“Why am I so good at playing bitches? I think it’s because I’m not a bitch. Maybe that’s why Joan Crawford always plays ladies.”
-Bette Davis

“Why am I so good at playing bitches? I think it’s because I’m not a bitch. Maybe that’s why Joan Crawford always plays ladies.”
-Bette Davis
Faye Dunaway tries to kill director/Fugitive to the Stars Roman Polanski with her mind on the set of Chinatown (1974)
Polanski vs. Dunaway, Or: It’s All Fun & Games Until Someone Gets a Face Full of Urine
“The actors were used to the American warm bath school of directing, which is to say, a collaborative approach. That was not Polanski’s way. ‘Roman is Napoleon with actors, ‘They do what I tell them to do,” says [Paramount production head Robert] Evans. ‘He’d say, ‘In Poland, I could just go make my fucking movies.’ He was dictatorial & controlling. He gave Jack Nicholson so many line readings that Anthea Sylbert, the costume designer, half expected Nicholson to begin speaking with a Polish accent. But Nicholson & Polanski were good friends and Nicholson was more often than not amused by Polanski’s eccentricities. Dunaway, on the contrary, was decidedly not.
Dunaway was puzzled about her character’s motivation, and by all accounts, got little guidance from Polanski. He would shout, ‘Say the fucking words. Your salary is your motivation.’ Things came to a head two weeks into shooting. According to Polanski, ‘There was one hair that would stick out from her hairdo and catch the light and I was trying to get rid of it, trying to flatten it and it would not stay.’ Polanski walked around behind her and plucked the hair.
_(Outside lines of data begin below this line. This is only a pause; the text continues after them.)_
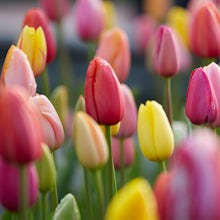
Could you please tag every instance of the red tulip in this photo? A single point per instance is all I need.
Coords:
(166, 56)
(10, 186)
(20, 135)
(103, 95)
(201, 103)
(205, 31)
(36, 17)
(55, 9)
(89, 19)
(114, 48)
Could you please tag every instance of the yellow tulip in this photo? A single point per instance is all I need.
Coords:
(134, 201)
(155, 134)
(32, 41)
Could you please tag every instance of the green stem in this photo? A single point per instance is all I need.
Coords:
(169, 100)
(23, 215)
(122, 165)
(99, 184)
(88, 193)
(112, 186)
(45, 83)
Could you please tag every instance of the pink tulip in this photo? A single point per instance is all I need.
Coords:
(103, 95)
(89, 19)
(55, 9)
(201, 103)
(128, 152)
(192, 191)
(114, 48)
(21, 134)
(17, 71)
(36, 17)
(205, 31)
(166, 56)
(128, 125)
(9, 186)
(50, 121)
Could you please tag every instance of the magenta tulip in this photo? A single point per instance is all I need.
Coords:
(205, 31)
(103, 95)
(201, 103)
(166, 54)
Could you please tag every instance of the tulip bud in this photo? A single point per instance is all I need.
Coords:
(16, 70)
(114, 48)
(10, 189)
(89, 19)
(36, 17)
(166, 59)
(101, 85)
(51, 125)
(67, 209)
(21, 134)
(33, 43)
(205, 31)
(152, 120)
(201, 103)
(46, 170)
(134, 201)
(89, 141)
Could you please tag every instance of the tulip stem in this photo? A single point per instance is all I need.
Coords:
(23, 215)
(112, 186)
(99, 184)
(88, 193)
(169, 100)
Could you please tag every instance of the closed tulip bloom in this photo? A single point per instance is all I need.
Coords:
(128, 125)
(36, 17)
(89, 141)
(16, 70)
(56, 10)
(201, 104)
(32, 41)
(128, 152)
(114, 48)
(134, 201)
(89, 19)
(51, 125)
(205, 31)
(9, 186)
(101, 85)
(166, 54)
(21, 134)
(155, 134)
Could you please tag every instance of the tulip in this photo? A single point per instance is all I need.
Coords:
(114, 48)
(21, 134)
(51, 125)
(154, 132)
(201, 104)
(89, 141)
(193, 187)
(55, 9)
(89, 19)
(205, 31)
(36, 17)
(166, 59)
(101, 85)
(16, 70)
(9, 186)
(128, 124)
(33, 43)
(46, 170)
(128, 152)
(134, 201)
(67, 209)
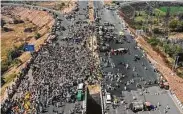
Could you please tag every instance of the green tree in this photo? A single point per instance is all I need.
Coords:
(153, 41)
(178, 49)
(169, 49)
(173, 24)
(156, 30)
(37, 35)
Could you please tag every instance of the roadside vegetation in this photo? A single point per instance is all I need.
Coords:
(159, 32)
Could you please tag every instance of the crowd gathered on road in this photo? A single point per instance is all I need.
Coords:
(55, 71)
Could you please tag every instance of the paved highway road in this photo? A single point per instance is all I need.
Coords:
(142, 67)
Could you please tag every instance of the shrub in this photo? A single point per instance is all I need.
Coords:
(154, 41)
(4, 66)
(37, 35)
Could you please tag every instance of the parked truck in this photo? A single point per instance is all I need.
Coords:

Dunaway screamed, ‘That motherfucker plucked my hair!’ and stormed off the set. Polanski did the same.
Evans arranged a truce between the director and his leading lady, but it didn’t last long. ‘There was a scene where she gets in the car after seeing her daughter, and Jack is in the car waiting for her and scares the shit out of her,’ recalls John Alonzo, the DP. ‘She kept saying to Roman, ‘Roman, I have to pee. I have to pee.’ ‘No. No. You stay there. You stay there. We shoot, we shoot.’ And then he said, ‘Roll the window down. I got to talk to you. You’re turning too far right. Don’t look at Jack, look ahead.’ Then she threw a coffee-cup full of liquid in Roman’s face. He said, ‘You cunt, that’s piss!’ And she said, ‘Yes, you little putz,’ and rolled the window up. We were all speculating that maybe Jack peed in the cup for her. [Or maybe] she had a small bladder or something.”
-excerpted from Peter Biskind’s Easy Riders, Raging Bulls
Joan Crawford (top left) and Bette Davis (right, with cigarette) at a reading rehearsal for Whatever Happened to Baby Jane? (1962)
“One day I was given 20 minues to shoot [the Baby Jane reading rehearsal] from the catwalk above. At the time, Crawford was married to the president of Pepsi-Cola. A Pepsi bottle was next to her at all times, and she occasionally sipped from it. Without even looking upward, she sensed my movements on the catwalk - and while reading her lines, she would deftly move the bottle & its logo so that none of the other actors would obscure it in my shots.
In this shot, Crawford and Davis seem quite affable. They each had a portable dressing room. Crawford wanted certain adjustments made. She wanted a ledge for her social secretary to put papers on, and an air-conditioner. She also wanted several other things. She had the men take care of it. As they left Crawford’s dressing room with their tools, Davis just stood a few feet away watching. One of the grips said, ‘Hey Bette, anything we can do for you?’ She said, ‘No, thank you. Dressing rooms don’t make pictures.’
After the wrap each evening, Crawford would leave the sound stage followed by her entourage: hairdresser, makeup man, costumer, social secretary. Davis just left with Davis.”